Does anyone have any advice for this situation?
You need to set the Content-Type response header to the value application/zip (or application/octet-stream, depending on the target browser). Additionally, you may want to send additional response headers indicating attachment status and filename.
You need to set the content type header to application/octet-stream prior to streaming the results. Depends on what implementation of response you are using on how you actually do this.

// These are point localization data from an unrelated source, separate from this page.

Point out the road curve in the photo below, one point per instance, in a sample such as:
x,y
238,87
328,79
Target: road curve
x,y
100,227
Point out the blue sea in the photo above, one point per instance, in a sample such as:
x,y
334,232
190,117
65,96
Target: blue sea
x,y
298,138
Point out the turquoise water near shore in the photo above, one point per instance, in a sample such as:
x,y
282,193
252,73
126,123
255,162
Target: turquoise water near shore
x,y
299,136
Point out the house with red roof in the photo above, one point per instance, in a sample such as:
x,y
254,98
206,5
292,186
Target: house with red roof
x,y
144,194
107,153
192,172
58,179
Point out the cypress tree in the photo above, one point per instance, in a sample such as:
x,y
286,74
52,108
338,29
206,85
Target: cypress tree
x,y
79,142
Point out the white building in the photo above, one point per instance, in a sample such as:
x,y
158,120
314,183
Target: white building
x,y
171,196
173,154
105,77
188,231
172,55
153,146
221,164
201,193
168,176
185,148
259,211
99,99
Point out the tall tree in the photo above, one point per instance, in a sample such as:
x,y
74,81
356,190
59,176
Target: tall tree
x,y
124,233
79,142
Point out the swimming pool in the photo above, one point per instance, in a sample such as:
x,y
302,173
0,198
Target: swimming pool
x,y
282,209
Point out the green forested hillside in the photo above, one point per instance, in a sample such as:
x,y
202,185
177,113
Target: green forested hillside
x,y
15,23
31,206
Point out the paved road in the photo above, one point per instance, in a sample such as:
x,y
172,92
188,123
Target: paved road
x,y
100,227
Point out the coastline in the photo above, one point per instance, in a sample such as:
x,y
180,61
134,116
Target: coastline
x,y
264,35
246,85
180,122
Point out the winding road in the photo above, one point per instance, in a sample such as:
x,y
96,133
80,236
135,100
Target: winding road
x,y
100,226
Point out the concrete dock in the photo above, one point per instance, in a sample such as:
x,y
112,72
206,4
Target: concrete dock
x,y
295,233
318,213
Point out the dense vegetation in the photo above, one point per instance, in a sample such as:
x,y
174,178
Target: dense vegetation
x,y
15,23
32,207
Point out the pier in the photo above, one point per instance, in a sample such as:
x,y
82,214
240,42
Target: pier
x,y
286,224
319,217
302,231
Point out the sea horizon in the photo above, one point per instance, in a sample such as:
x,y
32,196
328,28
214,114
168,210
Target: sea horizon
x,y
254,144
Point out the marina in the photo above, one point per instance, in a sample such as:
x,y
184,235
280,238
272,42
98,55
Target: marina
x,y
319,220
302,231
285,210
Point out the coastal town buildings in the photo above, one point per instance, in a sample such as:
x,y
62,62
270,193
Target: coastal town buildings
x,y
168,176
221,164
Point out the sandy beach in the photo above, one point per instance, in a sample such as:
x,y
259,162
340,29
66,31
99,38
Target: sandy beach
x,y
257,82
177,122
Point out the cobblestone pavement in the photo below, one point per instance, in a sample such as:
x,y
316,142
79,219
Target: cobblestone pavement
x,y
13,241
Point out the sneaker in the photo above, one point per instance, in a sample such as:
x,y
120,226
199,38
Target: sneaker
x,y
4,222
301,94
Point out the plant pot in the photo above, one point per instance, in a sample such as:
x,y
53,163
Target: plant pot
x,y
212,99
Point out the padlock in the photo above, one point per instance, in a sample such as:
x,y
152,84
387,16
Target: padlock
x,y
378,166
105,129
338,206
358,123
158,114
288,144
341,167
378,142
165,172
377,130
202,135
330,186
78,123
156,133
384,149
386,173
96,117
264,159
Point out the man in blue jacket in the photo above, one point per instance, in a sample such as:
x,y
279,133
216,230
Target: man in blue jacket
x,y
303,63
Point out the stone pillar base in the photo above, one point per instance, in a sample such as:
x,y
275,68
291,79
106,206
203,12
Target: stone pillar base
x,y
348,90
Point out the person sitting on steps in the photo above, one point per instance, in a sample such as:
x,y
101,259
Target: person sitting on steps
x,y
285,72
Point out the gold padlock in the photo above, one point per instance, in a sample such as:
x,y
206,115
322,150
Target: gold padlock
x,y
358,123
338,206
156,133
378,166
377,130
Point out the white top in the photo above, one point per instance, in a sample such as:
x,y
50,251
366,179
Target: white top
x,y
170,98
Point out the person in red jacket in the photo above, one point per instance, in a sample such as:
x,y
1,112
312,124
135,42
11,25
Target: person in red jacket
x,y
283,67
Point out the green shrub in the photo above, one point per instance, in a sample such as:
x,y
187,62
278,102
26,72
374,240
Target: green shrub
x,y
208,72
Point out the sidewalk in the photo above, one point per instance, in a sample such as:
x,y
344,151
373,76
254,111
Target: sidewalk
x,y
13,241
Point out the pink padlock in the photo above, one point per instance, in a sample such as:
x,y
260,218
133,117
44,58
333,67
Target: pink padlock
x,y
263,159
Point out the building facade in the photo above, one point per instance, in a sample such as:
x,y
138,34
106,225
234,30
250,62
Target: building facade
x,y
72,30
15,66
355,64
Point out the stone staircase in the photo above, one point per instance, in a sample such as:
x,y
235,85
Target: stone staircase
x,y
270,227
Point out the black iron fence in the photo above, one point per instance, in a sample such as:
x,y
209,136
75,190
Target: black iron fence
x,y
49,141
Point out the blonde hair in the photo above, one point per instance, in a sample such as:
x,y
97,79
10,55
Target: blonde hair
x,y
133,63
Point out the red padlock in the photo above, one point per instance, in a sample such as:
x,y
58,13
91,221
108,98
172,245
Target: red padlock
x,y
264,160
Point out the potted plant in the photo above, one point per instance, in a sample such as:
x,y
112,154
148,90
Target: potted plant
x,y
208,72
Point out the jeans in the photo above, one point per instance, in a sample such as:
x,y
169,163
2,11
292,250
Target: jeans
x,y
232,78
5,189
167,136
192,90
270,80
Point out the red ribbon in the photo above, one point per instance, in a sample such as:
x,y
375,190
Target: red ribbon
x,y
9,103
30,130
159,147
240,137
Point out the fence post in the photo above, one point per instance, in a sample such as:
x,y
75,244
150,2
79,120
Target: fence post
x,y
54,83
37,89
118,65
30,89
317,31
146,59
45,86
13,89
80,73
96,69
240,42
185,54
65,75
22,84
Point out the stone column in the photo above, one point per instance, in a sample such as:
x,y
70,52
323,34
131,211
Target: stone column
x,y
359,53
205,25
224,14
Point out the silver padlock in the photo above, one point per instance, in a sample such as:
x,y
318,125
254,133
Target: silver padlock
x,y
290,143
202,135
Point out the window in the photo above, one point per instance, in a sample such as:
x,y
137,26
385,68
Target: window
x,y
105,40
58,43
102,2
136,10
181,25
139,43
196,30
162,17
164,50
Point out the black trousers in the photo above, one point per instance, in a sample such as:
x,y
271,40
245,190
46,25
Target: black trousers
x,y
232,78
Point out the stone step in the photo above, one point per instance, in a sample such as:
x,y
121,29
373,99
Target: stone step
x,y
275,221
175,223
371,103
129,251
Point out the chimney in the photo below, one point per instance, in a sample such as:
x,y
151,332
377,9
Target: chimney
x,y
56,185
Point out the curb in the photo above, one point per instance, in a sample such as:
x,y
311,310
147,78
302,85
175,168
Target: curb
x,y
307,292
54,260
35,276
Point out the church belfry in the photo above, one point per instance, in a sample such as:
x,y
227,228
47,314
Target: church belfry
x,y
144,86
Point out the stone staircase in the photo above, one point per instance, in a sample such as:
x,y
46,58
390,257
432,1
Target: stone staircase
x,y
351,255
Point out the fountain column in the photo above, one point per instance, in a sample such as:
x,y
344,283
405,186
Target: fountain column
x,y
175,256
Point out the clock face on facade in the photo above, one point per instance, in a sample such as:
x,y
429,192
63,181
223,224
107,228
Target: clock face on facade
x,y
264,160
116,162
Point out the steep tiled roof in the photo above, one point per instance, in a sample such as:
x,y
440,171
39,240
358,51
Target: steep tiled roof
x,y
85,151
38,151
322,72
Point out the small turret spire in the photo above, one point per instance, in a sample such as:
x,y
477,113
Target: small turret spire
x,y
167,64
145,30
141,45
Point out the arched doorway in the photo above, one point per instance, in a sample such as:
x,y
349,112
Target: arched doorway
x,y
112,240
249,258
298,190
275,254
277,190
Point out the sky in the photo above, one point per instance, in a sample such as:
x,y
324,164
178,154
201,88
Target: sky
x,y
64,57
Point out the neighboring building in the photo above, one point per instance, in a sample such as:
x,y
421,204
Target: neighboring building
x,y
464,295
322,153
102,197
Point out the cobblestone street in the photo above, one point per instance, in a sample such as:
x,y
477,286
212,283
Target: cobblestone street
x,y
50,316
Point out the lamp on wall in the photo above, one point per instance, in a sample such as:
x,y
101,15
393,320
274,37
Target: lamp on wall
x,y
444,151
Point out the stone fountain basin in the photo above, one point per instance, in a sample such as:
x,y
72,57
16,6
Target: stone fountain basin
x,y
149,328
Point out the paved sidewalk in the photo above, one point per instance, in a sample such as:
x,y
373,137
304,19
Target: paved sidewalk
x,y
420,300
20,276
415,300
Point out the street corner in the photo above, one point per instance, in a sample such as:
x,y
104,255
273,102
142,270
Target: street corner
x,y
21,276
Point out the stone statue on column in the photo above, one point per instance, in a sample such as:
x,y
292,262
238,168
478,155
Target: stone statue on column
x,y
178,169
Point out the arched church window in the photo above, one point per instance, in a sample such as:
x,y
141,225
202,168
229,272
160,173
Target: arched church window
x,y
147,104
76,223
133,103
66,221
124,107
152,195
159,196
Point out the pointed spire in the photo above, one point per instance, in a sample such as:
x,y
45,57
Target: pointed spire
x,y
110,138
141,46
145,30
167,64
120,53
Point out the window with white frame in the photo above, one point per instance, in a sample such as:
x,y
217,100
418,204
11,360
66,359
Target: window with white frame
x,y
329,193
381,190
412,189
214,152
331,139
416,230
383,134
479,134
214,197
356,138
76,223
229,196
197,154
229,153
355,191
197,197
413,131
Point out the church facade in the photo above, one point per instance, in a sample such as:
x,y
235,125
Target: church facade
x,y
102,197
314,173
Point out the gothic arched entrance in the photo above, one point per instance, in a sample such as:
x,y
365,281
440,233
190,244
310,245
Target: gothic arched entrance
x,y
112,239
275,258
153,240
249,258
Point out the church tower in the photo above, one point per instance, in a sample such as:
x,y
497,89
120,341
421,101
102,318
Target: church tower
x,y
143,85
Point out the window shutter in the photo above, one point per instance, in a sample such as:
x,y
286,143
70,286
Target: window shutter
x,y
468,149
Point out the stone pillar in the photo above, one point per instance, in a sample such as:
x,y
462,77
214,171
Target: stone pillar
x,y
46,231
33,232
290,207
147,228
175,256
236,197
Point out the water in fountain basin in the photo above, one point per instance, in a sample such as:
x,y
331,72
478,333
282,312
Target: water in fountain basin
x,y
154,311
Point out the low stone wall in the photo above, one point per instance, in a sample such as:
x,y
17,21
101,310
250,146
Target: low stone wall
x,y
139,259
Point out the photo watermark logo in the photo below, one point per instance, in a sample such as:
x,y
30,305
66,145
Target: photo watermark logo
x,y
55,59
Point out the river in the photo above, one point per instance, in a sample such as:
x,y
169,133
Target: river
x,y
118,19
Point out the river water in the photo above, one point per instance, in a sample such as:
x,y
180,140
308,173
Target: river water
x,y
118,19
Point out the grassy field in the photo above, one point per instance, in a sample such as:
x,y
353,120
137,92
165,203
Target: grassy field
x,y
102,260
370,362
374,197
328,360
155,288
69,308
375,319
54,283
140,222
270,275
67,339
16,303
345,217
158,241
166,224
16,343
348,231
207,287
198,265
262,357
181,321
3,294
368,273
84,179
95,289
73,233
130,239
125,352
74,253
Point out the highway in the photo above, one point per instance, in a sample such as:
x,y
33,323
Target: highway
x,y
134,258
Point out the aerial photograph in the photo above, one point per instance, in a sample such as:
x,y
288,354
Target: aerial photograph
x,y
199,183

Here is some working code, just in case anyone needs it:
protected void doGet(HttpServletRequest request, HttpServletResponse response) {
// The zip file you want to download
File zipFile = new File(zipsResourcesPath + zipFileName);
response.setContentType("application/zip");
response.addHeader("Content-Disposition", "attachment; filename=" + zipFileName);
response.setContentLength((int) zipFile.length());
try {
FileInputStream fileInputStream = new FileInputStream(zipFile);
OutputStream responseOutputStream = response.getOutputStream();
int bytes;
while ((bytes = fileInputStream.read()) != -1) {
responseOutputStream.write(bytes);
}
} catch (IOException e) {
logger.error("Exception: " + e);
}
}
And the HTML:
<a class="btn" href="/path_to_servlet" target="_blank">Download zip</a>
Hope this helps!
So I found a hack for this : ) Just add ".zip" in your filename and set your content type as application/zip. Works like a charm.
response.setContentType("application/zip");
String licenseFileName = eId;
response.setHeader("Content-disposition", "attachment; filename=\"" + licenseFileName +".zip");